3 - IF MUSIC COULD TALK

"Se la musica potesse parlare"…dicevano i Clash.
Il tentativo di andare oltre i "suoni" generati dalla musica, facendo diventare la musica stessa "parola" e veicolo di comunicazione diretta. Un tentativo di elevare il rock a qualche cosa di più, molto di più, di un momento di occupazione del tempo libero.
Con "Sandinista" il rock si erge veramente a fenomeno di "Cultura" con la C maiuscola. Un rock legato indissolubilmente alla società con i suoi risvolti politici. Non tutti sono d'accordo con questa visione del ruolo della musica rock all'interno della società, anzi.
Ma questo è stato uno dei principali obbiettivi dei Clash, che personalmente condivido pienamente.
I Clash hanno sposato la causa Sandinista in Nicaragua in modo militante e fattivo (inviando soldi ), ed hanno stretto alleanze con i giamaicani loro vicini di ghetto. Scelte precise ed importanti che hanno sfatato l'immagine autolesionista del punk-rock, nel quale i Clash avevano svolto un ruolo costruttivo e propositivo. Ma la parola, quella dei testi, riveste comunque un ruolo fondamentale in "Sandinista".
Al suo interno troviamo molte delle cose più belle scritte da Joe Strummer. L'attacco ad America-Russia-Cina è totale in "Washington Bullets", la critica allo stile di vita occidentale è puntuale in "The Magnificent Seven", il grido alto di "The Call Up" contro la coscrizione dei giovani russi in partenza per l'Afghanistan, la condanna della vita senza speranza del ghetto in "One More Time", il disastro e la disgregazione sociale inglese descritto in "Up in Heaven", la condanna di un sistema culturale ed economico imposto in "The Equaliser".
Non mi dilungherò oltre nell'esame degli scritti di "Sandinista!".
La cosa migliore da fare per apprezzare la profondità e la bellezza di questi testi, è quella di leggerli nella pagina "I Testi."

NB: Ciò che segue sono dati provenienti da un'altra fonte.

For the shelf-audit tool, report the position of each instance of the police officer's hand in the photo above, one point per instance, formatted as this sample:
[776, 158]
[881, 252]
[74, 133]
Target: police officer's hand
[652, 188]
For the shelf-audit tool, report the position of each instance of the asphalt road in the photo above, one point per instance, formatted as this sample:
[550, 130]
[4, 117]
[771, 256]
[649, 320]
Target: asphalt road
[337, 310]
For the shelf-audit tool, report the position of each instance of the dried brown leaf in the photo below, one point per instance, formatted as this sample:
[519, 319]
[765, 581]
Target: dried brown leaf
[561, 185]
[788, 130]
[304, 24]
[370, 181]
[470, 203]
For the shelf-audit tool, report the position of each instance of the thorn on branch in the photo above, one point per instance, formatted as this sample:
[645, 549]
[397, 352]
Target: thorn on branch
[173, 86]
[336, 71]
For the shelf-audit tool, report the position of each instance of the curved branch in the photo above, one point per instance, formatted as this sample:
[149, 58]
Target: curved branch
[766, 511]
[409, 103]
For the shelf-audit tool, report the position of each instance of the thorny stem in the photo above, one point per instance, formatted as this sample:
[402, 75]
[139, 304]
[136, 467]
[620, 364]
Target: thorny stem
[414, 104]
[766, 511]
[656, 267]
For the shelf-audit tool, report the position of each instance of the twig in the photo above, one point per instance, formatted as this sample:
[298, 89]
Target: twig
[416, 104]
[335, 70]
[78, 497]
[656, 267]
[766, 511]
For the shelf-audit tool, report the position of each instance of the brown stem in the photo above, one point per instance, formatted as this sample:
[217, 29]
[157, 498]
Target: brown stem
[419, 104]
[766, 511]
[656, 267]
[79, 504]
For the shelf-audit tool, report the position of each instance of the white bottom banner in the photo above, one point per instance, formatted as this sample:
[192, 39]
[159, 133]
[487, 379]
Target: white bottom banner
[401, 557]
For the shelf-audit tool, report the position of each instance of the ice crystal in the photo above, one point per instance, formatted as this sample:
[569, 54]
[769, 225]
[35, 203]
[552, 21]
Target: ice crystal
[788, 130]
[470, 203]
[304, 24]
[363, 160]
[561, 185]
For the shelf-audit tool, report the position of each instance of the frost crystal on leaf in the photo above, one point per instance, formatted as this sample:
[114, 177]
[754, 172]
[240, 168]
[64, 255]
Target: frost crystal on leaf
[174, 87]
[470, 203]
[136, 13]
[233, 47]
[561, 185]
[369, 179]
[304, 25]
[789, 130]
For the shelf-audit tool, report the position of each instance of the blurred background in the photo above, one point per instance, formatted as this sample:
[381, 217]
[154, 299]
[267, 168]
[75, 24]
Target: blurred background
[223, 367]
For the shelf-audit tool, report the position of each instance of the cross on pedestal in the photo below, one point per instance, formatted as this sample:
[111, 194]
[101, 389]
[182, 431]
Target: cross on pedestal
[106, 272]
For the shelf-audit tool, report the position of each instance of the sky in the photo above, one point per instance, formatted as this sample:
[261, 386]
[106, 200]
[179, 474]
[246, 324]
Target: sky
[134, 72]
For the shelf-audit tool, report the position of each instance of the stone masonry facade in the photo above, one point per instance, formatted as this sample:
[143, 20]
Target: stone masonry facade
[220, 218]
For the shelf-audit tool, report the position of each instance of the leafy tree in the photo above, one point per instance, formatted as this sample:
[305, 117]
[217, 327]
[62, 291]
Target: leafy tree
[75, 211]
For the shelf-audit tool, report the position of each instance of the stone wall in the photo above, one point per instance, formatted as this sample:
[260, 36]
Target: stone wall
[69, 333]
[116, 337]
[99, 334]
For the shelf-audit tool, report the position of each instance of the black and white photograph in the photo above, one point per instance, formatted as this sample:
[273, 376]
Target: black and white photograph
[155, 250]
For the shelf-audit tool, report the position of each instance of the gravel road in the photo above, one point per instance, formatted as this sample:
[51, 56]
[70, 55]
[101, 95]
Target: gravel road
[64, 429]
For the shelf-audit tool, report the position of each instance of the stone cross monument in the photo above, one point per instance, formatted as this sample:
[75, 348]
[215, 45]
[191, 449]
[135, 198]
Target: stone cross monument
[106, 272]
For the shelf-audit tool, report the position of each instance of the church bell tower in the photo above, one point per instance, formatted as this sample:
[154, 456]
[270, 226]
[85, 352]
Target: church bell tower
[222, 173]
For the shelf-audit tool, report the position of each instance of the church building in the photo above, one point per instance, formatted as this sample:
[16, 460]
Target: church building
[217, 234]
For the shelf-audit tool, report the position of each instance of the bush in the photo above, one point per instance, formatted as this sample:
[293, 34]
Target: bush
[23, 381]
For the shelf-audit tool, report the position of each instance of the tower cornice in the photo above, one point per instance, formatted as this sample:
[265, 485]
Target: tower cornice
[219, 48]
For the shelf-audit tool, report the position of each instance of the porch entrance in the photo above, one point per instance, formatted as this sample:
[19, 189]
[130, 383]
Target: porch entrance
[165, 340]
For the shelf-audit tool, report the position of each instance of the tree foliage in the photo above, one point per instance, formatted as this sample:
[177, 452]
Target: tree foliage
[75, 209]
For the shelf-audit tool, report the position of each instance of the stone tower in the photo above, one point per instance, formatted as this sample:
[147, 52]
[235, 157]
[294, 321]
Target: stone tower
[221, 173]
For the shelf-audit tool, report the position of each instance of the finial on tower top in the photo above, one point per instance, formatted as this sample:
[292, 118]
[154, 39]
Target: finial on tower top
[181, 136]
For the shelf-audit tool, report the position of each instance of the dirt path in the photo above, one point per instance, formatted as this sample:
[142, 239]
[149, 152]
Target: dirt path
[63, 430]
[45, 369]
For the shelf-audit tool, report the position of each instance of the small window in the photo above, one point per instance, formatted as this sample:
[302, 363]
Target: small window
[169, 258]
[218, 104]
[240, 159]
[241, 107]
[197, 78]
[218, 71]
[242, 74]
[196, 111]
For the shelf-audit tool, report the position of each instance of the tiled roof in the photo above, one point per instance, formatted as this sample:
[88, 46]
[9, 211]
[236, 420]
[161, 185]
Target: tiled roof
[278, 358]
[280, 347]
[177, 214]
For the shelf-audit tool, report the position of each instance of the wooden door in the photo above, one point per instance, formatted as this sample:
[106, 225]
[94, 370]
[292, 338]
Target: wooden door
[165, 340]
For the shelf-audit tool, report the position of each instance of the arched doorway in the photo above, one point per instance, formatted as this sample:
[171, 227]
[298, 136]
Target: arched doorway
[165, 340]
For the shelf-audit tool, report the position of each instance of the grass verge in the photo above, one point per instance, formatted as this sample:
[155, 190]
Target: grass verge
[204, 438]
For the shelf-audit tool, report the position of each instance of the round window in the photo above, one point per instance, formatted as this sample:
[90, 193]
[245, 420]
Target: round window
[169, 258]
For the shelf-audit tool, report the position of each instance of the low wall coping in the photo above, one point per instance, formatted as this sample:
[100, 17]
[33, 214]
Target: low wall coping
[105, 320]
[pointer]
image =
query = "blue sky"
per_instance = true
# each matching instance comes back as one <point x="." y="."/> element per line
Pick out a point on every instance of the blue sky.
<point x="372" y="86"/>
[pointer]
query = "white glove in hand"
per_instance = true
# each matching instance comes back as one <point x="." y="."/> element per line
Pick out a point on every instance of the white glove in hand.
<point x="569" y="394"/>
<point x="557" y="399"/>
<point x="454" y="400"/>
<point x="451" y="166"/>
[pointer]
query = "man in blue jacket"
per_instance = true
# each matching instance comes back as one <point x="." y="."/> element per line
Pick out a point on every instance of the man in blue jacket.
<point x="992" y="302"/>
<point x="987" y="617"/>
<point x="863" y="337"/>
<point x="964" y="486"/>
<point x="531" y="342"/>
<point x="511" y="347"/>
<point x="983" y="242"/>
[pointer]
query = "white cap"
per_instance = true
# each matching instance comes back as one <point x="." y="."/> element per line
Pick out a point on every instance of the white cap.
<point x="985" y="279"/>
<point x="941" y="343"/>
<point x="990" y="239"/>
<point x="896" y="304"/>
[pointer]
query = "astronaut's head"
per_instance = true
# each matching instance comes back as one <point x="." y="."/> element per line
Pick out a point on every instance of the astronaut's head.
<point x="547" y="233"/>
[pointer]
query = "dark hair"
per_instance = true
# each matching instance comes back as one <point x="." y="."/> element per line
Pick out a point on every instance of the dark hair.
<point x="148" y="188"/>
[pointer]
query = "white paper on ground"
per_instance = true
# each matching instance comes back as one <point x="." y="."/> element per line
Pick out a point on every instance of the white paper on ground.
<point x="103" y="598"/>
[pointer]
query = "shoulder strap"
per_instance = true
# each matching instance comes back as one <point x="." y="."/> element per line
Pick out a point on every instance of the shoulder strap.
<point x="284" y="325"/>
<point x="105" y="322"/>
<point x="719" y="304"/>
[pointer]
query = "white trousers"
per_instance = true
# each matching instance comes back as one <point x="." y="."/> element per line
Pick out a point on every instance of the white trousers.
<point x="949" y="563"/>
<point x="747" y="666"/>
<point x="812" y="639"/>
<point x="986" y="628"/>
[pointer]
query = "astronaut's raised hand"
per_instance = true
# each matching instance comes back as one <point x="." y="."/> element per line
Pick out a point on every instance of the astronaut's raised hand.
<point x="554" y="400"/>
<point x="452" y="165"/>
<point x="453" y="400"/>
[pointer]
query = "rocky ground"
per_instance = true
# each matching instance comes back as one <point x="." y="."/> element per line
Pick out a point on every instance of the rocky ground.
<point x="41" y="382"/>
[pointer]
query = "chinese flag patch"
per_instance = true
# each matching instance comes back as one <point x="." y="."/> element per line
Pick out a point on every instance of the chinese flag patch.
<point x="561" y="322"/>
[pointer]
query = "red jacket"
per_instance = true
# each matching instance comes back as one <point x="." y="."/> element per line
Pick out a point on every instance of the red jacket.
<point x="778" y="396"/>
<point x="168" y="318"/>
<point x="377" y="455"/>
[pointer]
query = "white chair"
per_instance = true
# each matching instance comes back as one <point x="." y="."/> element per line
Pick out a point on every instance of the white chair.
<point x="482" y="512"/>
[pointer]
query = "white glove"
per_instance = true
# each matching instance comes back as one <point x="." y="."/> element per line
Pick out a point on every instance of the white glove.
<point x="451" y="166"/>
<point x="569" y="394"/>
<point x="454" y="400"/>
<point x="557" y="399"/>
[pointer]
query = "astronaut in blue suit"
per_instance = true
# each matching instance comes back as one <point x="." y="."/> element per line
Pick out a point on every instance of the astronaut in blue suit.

4 - LA MUSICA ROCK? ROBA DA ADOLESCENTI

Se la musica, come dicevano i Clash, deve poter andare "oltre", vengono spontanee alcune considerazioni "locali" su questo tema.
In Italia si pensa sempre che interessarsi di musica rock sia roba da ragazzini, di mode e di dischi comprati e venduti. Non c'è da stupirsi. In Italia il rock (e la musica in genere) non viene neppure considerato cultura (l'iva sui dischi è infatti pari al 20% e non al 4% come i per prodotti "culturali" come i libri), nessun governo ha mai affrontato seriamente la questione, attraverso riforme, agevolazioni ed incentivi, campagne di marketing.
Nonostante tutto, dal basso, qualcosa si è mosso (penso al fenomeno delle "Posse").
Sono nati artisti che sono intellettuali raffinati ed innovativi.
Produttori per l'appunto di musica e cultura. E quando si parla di cultura e di modo di agire e pensare che investe la tua vita, non c'è carta d'identità che tenga.
E non c'è niente di inutile o ridicolo nel considerare la musica parte importante della nostra esistenza, sia 15 che a 85 anni.
Joe Strummer amava ripetere : "I Clash sono stati una voce forte. Se hanno cambiato la vita di una sola persona hanno raggiunto il loro scopo" C'è qualcuno di voi che si sente toccato direttamente da queste parole?
Io credo che i Clash abbiano realmente raggiunto il loro scopo.
Oggi Joe ribadisce "La mia carriera ancora non è finita : ha soltanto preso altri sentieri, un altro ritmo".
Ha ragione lui. Abbiamo ragione noi.
Lasciate che la musica accompagni sempre la vostra vita. Stay Free.